Student profile

Accepted into University of Washington

GPA: 3.97

SAT/ACT: 1550

Extracurricular activities: Volunteer at Clinic Sports Therapy and local hospital,National Honors Society Member, Academic Achievement Awards, National AP Scholar Recipient, interned at science NGO .


She looked like me.


Maybe it was my imagination, or perhaps a trick of the light, but for a fleeting instance, the sight of her gap-toothed smile triggered something in my memory. I blinked, and the wave of inexplicable recognition, like a half-remembered dream, faded from a roar to a murmur.


I turned to my mother, and asked, “Who was that student of yours, the little girl with the curly hair? I’ve never seen her before.”


“Curly hair? Oh, you mean Touleen? She moved to my class this year,” my mother replied distractedly, eyes still trained on the tree-lined road.


“Moved? Where from?”


“Syria.”


Silence.


“Syria? They fled?” I asked disbelievingly.
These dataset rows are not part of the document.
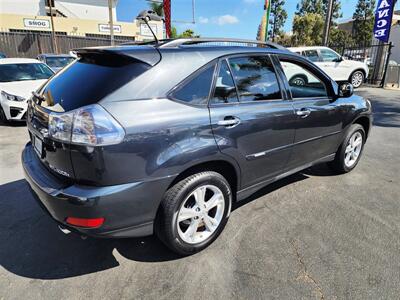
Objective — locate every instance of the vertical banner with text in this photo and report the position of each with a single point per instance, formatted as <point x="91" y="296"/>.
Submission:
<point x="383" y="20"/>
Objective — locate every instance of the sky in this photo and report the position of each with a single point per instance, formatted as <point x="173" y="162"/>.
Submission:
<point x="221" y="18"/>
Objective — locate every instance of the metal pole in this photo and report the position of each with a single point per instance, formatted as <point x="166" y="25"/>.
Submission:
<point x="53" y="35"/>
<point x="386" y="65"/>
<point x="111" y="22"/>
<point x="193" y="12"/>
<point x="327" y="26"/>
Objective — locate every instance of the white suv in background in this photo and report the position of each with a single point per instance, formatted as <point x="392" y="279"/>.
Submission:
<point x="333" y="64"/>
<point x="19" y="77"/>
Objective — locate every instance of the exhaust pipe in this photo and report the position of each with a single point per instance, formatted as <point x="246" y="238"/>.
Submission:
<point x="64" y="230"/>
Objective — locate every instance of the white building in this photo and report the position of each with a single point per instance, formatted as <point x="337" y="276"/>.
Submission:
<point x="77" y="9"/>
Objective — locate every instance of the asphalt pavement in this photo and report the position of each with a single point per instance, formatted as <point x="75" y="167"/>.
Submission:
<point x="312" y="235"/>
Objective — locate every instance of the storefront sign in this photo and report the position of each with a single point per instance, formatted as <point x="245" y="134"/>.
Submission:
<point x="106" y="28"/>
<point x="383" y="20"/>
<point x="36" y="23"/>
<point x="145" y="31"/>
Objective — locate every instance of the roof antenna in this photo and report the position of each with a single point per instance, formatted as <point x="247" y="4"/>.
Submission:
<point x="149" y="15"/>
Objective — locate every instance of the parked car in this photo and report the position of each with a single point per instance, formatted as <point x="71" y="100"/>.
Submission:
<point x="18" y="78"/>
<point x="56" y="61"/>
<point x="333" y="64"/>
<point x="165" y="137"/>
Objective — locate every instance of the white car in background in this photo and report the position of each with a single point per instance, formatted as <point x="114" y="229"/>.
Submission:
<point x="19" y="77"/>
<point x="333" y="64"/>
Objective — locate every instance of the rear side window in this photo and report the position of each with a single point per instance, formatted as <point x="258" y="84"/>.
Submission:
<point x="88" y="80"/>
<point x="303" y="83"/>
<point x="197" y="89"/>
<point x="225" y="90"/>
<point x="255" y="78"/>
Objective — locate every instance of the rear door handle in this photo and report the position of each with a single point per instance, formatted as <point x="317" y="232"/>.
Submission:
<point x="229" y="121"/>
<point x="304" y="112"/>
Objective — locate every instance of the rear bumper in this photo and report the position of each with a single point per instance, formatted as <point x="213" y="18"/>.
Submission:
<point x="129" y="209"/>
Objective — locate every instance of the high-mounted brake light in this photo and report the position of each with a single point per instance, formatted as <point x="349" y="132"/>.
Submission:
<point x="90" y="126"/>
<point x="87" y="223"/>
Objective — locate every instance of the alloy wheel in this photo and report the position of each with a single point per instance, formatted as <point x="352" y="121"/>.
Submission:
<point x="200" y="214"/>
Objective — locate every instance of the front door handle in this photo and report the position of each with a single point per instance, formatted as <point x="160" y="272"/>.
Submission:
<point x="229" y="121"/>
<point x="304" y="112"/>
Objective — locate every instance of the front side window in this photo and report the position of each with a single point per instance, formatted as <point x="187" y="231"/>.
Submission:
<point x="225" y="90"/>
<point x="303" y="83"/>
<point x="311" y="55"/>
<point x="329" y="55"/>
<point x="255" y="78"/>
<point x="20" y="72"/>
<point x="197" y="89"/>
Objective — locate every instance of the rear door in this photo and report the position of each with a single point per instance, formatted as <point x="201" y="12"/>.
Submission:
<point x="251" y="117"/>
<point x="319" y="119"/>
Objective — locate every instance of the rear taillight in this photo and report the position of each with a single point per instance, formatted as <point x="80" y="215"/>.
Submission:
<point x="89" y="125"/>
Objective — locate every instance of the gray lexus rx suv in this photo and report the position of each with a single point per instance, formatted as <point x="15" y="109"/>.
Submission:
<point x="164" y="137"/>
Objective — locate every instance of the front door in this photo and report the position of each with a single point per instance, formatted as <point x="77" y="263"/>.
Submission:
<point x="319" y="120"/>
<point x="251" y="117"/>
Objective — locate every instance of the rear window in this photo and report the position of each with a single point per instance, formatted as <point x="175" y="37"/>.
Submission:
<point x="88" y="80"/>
<point x="20" y="72"/>
<point x="58" y="62"/>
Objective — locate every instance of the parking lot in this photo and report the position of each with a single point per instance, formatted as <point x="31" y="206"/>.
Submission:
<point x="312" y="235"/>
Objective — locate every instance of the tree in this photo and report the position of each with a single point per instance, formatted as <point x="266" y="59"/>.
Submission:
<point x="158" y="8"/>
<point x="174" y="32"/>
<point x="307" y="29"/>
<point x="279" y="18"/>
<point x="363" y="21"/>
<point x="316" y="7"/>
<point x="309" y="7"/>
<point x="340" y="38"/>
<point x="336" y="7"/>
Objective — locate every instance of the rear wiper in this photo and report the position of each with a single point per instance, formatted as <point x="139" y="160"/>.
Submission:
<point x="39" y="98"/>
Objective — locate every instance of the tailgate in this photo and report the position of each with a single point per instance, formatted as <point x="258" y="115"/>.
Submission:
<point x="53" y="154"/>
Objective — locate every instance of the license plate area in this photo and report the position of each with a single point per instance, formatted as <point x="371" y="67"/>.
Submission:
<point x="38" y="145"/>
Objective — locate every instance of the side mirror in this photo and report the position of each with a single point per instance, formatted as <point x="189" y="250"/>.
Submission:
<point x="346" y="90"/>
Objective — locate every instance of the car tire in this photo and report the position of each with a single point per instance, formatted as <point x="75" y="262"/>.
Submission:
<point x="186" y="222"/>
<point x="3" y="118"/>
<point x="349" y="152"/>
<point x="357" y="78"/>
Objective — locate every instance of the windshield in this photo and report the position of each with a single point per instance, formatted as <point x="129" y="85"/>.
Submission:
<point x="20" y="72"/>
<point x="58" y="62"/>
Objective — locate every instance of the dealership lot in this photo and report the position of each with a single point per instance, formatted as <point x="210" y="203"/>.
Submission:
<point x="312" y="235"/>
“Touleen is your friend Tahla’s cousin, and it was in part because Tahla’s family was already here that Touleen and her family were granted entrance into the United States.”


The silence stretched out, filling the air. I didn’t try to break it.
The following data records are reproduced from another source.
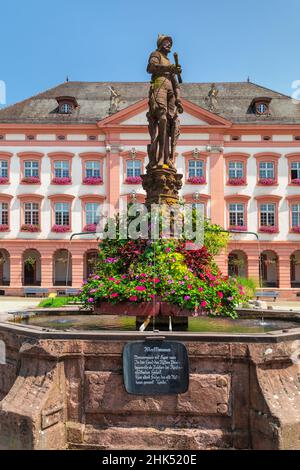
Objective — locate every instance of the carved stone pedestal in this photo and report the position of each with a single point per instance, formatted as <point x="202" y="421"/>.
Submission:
<point x="162" y="186"/>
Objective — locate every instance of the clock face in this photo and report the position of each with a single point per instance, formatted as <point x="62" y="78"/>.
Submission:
<point x="261" y="108"/>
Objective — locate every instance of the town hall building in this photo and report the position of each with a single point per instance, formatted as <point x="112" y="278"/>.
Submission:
<point x="66" y="151"/>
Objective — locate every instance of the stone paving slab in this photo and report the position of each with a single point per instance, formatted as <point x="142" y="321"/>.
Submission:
<point x="16" y="304"/>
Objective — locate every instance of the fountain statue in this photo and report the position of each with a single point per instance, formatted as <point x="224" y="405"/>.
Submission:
<point x="161" y="181"/>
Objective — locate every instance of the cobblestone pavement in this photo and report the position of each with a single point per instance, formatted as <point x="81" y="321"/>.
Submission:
<point x="16" y="304"/>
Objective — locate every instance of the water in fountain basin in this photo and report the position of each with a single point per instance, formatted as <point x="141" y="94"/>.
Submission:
<point x="126" y="323"/>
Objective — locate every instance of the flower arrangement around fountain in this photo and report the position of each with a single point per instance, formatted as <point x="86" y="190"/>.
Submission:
<point x="141" y="272"/>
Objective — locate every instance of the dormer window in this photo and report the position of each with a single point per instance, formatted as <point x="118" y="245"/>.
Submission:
<point x="260" y="106"/>
<point x="66" y="104"/>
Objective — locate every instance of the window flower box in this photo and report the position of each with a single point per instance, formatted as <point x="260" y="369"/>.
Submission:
<point x="30" y="228"/>
<point x="268" y="229"/>
<point x="90" y="228"/>
<point x="63" y="180"/>
<point x="266" y="181"/>
<point x="236" y="181"/>
<point x="31" y="180"/>
<point x="61" y="228"/>
<point x="93" y="180"/>
<point x="238" y="228"/>
<point x="196" y="180"/>
<point x="133" y="180"/>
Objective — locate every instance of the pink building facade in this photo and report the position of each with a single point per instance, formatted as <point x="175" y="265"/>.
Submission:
<point x="62" y="155"/>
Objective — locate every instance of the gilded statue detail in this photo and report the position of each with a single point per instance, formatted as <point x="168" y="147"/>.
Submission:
<point x="164" y="105"/>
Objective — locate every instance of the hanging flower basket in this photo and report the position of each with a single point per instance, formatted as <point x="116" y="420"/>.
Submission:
<point x="267" y="181"/>
<point x="61" y="228"/>
<point x="268" y="229"/>
<point x="30" y="228"/>
<point x="90" y="228"/>
<point x="236" y="181"/>
<point x="93" y="180"/>
<point x="197" y="180"/>
<point x="133" y="180"/>
<point x="31" y="180"/>
<point x="138" y="309"/>
<point x="64" y="180"/>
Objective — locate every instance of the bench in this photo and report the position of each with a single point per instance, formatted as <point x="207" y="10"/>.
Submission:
<point x="267" y="293"/>
<point x="37" y="291"/>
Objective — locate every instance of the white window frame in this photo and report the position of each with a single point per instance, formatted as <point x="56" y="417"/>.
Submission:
<point x="92" y="213"/>
<point x="31" y="169"/>
<point x="61" y="169"/>
<point x="92" y="169"/>
<point x="31" y="213"/>
<point x="195" y="168"/>
<point x="62" y="213"/>
<point x="4" y="213"/>
<point x="235" y="170"/>
<point x="237" y="214"/>
<point x="133" y="168"/>
<point x="267" y="215"/>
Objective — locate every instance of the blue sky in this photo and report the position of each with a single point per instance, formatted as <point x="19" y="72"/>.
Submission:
<point x="95" y="40"/>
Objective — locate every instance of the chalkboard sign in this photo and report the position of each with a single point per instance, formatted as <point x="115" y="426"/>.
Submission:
<point x="155" y="368"/>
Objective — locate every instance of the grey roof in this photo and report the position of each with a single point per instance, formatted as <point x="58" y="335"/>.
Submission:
<point x="93" y="98"/>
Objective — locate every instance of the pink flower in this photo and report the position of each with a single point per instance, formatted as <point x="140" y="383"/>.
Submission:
<point x="237" y="181"/>
<point x="61" y="228"/>
<point x="90" y="228"/>
<point x="133" y="180"/>
<point x="92" y="180"/>
<point x="62" y="180"/>
<point x="197" y="180"/>
<point x="140" y="288"/>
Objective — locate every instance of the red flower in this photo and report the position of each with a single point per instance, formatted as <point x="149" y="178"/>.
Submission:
<point x="140" y="288"/>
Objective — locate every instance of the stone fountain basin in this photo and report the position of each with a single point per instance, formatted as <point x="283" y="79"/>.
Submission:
<point x="64" y="389"/>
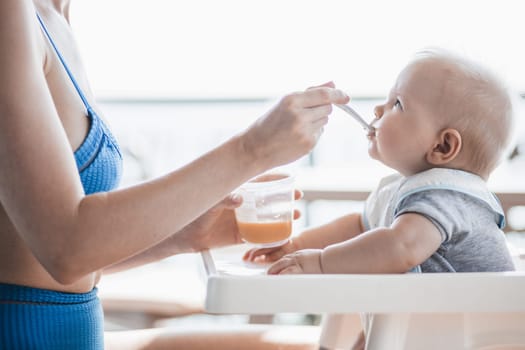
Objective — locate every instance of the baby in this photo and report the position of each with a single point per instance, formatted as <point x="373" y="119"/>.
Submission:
<point x="444" y="128"/>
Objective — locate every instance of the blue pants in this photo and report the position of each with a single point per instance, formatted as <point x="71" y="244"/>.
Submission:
<point x="32" y="318"/>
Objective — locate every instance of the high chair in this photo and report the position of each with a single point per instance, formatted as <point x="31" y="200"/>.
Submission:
<point x="478" y="311"/>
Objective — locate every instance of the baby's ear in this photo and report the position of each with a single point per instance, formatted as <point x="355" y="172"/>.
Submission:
<point x="447" y="147"/>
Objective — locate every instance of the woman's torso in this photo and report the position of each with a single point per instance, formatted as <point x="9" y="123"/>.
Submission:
<point x="17" y="263"/>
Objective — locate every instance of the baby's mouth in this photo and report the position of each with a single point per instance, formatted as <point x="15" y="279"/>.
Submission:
<point x="372" y="129"/>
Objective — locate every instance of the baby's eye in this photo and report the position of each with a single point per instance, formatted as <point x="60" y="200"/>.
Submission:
<point x="397" y="104"/>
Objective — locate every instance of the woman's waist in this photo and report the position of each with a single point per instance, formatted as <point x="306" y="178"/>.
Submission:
<point x="20" y="294"/>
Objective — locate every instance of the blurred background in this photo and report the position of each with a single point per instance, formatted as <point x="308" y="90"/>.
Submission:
<point x="177" y="78"/>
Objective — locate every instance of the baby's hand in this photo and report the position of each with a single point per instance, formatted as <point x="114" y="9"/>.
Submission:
<point x="302" y="261"/>
<point x="268" y="255"/>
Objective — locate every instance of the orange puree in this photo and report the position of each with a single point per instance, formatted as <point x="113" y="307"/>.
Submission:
<point x="265" y="232"/>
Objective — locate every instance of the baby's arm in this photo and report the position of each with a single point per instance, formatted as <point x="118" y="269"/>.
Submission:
<point x="339" y="230"/>
<point x="410" y="240"/>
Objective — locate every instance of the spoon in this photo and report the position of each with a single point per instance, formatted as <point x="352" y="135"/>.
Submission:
<point x="357" y="117"/>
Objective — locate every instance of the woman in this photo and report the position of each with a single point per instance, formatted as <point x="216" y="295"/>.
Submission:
<point x="61" y="226"/>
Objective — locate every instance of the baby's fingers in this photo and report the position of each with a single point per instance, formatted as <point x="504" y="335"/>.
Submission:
<point x="281" y="265"/>
<point x="252" y="254"/>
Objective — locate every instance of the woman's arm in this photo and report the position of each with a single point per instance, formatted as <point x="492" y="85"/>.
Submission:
<point x="72" y="234"/>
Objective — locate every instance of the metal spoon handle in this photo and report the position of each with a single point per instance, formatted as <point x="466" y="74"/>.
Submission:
<point x="356" y="116"/>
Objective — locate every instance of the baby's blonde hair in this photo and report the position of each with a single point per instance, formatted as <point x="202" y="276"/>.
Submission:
<point x="479" y="106"/>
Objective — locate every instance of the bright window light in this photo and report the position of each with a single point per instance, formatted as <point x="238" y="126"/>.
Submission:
<point x="253" y="49"/>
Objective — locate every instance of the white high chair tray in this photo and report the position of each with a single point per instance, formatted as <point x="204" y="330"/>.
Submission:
<point x="234" y="287"/>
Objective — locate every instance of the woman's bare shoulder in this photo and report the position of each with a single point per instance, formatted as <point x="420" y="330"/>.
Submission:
<point x="20" y="40"/>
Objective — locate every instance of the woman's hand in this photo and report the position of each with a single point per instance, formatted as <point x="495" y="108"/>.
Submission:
<point x="302" y="261"/>
<point x="291" y="129"/>
<point x="217" y="227"/>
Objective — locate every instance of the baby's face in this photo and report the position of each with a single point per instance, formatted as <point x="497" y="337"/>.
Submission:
<point x="407" y="124"/>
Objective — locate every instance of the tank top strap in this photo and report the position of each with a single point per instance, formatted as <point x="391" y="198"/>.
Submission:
<point x="69" y="73"/>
According to the UN Refugee Agency, there are currently 25.4 million individuals who were driven from their countries due to persecution, war, and violence. While their outward suffering has garnered international attention, a refugee mental health crisis persists unnoticed and unaddressed. As someone striving to create intersectional solutions to public health issues, the refugee crisis embodies social inequities I plan to use my education to dismantle. 
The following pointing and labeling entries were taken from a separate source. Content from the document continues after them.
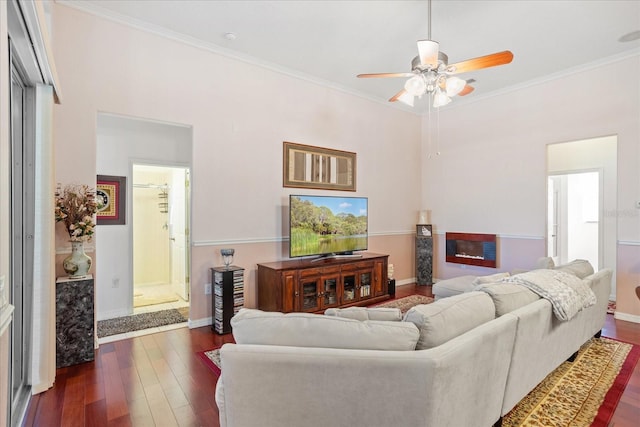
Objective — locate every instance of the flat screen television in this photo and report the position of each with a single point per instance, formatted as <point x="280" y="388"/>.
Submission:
<point x="327" y="225"/>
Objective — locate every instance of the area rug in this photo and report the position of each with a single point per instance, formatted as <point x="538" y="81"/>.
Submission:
<point x="137" y="322"/>
<point x="580" y="393"/>
<point x="583" y="393"/>
<point x="405" y="303"/>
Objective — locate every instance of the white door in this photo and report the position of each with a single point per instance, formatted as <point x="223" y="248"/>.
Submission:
<point x="179" y="237"/>
<point x="574" y="224"/>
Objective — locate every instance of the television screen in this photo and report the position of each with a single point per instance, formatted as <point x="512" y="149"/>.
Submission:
<point x="327" y="225"/>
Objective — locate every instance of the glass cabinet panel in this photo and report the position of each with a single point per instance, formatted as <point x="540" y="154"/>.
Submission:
<point x="330" y="292"/>
<point x="310" y="295"/>
<point x="365" y="284"/>
<point x="349" y="288"/>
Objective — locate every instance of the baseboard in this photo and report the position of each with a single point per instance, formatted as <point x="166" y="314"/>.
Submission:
<point x="113" y="314"/>
<point x="200" y="323"/>
<point x="626" y="317"/>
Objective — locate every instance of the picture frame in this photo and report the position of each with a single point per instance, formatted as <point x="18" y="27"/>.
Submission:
<point x="424" y="230"/>
<point x="111" y="198"/>
<point x="307" y="166"/>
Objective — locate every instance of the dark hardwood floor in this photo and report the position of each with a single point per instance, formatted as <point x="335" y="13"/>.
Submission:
<point x="158" y="380"/>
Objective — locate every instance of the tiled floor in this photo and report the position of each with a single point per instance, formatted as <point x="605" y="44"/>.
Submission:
<point x="150" y="290"/>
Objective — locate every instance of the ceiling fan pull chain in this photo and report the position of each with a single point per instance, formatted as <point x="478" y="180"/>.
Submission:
<point x="429" y="27"/>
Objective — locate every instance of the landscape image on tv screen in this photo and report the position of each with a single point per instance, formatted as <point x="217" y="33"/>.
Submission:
<point x="321" y="225"/>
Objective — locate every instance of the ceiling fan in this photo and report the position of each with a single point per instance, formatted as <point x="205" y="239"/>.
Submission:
<point x="431" y="73"/>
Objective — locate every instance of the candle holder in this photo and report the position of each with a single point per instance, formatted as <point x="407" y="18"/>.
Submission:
<point x="227" y="257"/>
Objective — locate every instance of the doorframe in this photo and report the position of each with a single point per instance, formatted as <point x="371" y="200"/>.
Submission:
<point x="188" y="219"/>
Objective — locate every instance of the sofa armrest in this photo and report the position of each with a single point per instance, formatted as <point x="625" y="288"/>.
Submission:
<point x="274" y="386"/>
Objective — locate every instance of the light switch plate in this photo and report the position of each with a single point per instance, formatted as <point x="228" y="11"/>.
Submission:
<point x="4" y="292"/>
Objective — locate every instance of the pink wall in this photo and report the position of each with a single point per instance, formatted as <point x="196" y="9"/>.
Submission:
<point x="491" y="174"/>
<point x="237" y="195"/>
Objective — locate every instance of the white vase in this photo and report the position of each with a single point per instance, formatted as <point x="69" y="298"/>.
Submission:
<point x="78" y="263"/>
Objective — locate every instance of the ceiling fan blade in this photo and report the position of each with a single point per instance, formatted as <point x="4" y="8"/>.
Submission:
<point x="499" y="58"/>
<point x="402" y="96"/>
<point x="428" y="50"/>
<point x="377" y="75"/>
<point x="467" y="90"/>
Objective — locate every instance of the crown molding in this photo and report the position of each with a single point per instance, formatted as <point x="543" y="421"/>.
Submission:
<point x="211" y="47"/>
<point x="545" y="79"/>
<point x="219" y="50"/>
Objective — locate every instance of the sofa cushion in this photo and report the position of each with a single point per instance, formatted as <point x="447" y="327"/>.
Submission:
<point x="492" y="278"/>
<point x="508" y="296"/>
<point x="578" y="267"/>
<point x="252" y="326"/>
<point x="447" y="318"/>
<point x="363" y="313"/>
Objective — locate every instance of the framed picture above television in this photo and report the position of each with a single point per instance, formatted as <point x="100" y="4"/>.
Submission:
<point x="111" y="199"/>
<point x="305" y="166"/>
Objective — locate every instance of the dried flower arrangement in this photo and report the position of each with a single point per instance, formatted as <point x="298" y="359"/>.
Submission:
<point x="75" y="206"/>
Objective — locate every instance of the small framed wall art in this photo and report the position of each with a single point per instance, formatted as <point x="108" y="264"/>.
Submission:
<point x="111" y="198"/>
<point x="305" y="166"/>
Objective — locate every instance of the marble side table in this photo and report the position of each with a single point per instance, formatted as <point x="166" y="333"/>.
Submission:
<point x="424" y="254"/>
<point x="74" y="321"/>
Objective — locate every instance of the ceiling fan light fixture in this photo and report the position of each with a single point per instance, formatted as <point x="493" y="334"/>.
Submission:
<point x="454" y="85"/>
<point x="440" y="98"/>
<point x="416" y="85"/>
<point x="406" y="98"/>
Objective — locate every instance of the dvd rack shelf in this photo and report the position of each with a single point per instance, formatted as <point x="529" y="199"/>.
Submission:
<point x="228" y="296"/>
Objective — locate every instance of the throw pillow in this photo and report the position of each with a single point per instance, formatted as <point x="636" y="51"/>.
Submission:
<point x="252" y="326"/>
<point x="508" y="296"/>
<point x="449" y="317"/>
<point x="363" y="313"/>
<point x="492" y="278"/>
<point x="578" y="267"/>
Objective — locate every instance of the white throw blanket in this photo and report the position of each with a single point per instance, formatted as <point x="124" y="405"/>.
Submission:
<point x="567" y="293"/>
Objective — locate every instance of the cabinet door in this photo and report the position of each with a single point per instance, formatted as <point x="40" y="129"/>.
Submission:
<point x="365" y="284"/>
<point x="310" y="293"/>
<point x="290" y="293"/>
<point x="349" y="287"/>
<point x="329" y="294"/>
<point x="379" y="278"/>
Many refugees cannot access asylum, and languish for years in inhumanely overcrowded and under-resourced camps. If granted asylum, refugees are often barred from legal work, forcing them into unregulated working conditions where they’re extremely vulnerable to exploitation and abuse. 


Programs addressing these issues typically focus on financial self-empowerment; for example, Ugandan refugee policy provides access to legal employment and public services, enabling refugees to secure financial stability and independence. While establishing stability is critical to aiding displaced and refugee populations, the profound psychological scars of war remain unaddressed. Hoping refugees can cope with such trauma completely unaided is wishful thinking at best, and may actually impede the efficacy of existing policies intended to aid them.


Even with access to sufficient resources, mental illness can at times be completely incapacitating. Failing to address or provide accommodations for the frequently debilitating symptoms of mental illness in refugee populations renders such populations helpless and hopeless that their conditions will improve, as they are unable to take steps towards normalcy due to the severity of their symptoms. For many survivors, the war hasn’t ended; the battlefield has only shifted from their external world to their internal one. A Syrian-American medical organization reported cases of post-traumatic stress disorder in Syrian refugee children to be so severe that they proposed it be renamed “human devastation syndrome,” which is especially significant given over 53% of Syrian refugees are under the age of 18. While I am told my life is about to really begin, adolescents my age are trying to rebuild theirs. 


As a Pakistani-American and a member of the Muslim community, the many shared cultural and linguistic elements as well as personal connections to a number of refugees emphasize the similarities between myself and these individuals. If I had been born on the other side of a border, if my own luck had been different, I could have been another statistic in their ranks. Refugees are hardly a world away; they are neighbors, friends, brothers and sisters. The lack of empathy in broader society is a reminder of how nationalist western governments treat people like me when they are stripped of economic and geographic privilege.


Barriers to aiding refugees in recovery are numerous, and there is no perfect solution. Factors including insufficient funding, communication or language barriers, cultural beliefs about the cause and treatment of mental illness, further impede relief efforts. Effectively addressing this issue will require a global shift in intersectional aid approaches and in human empathy, a shift I hope to be part of.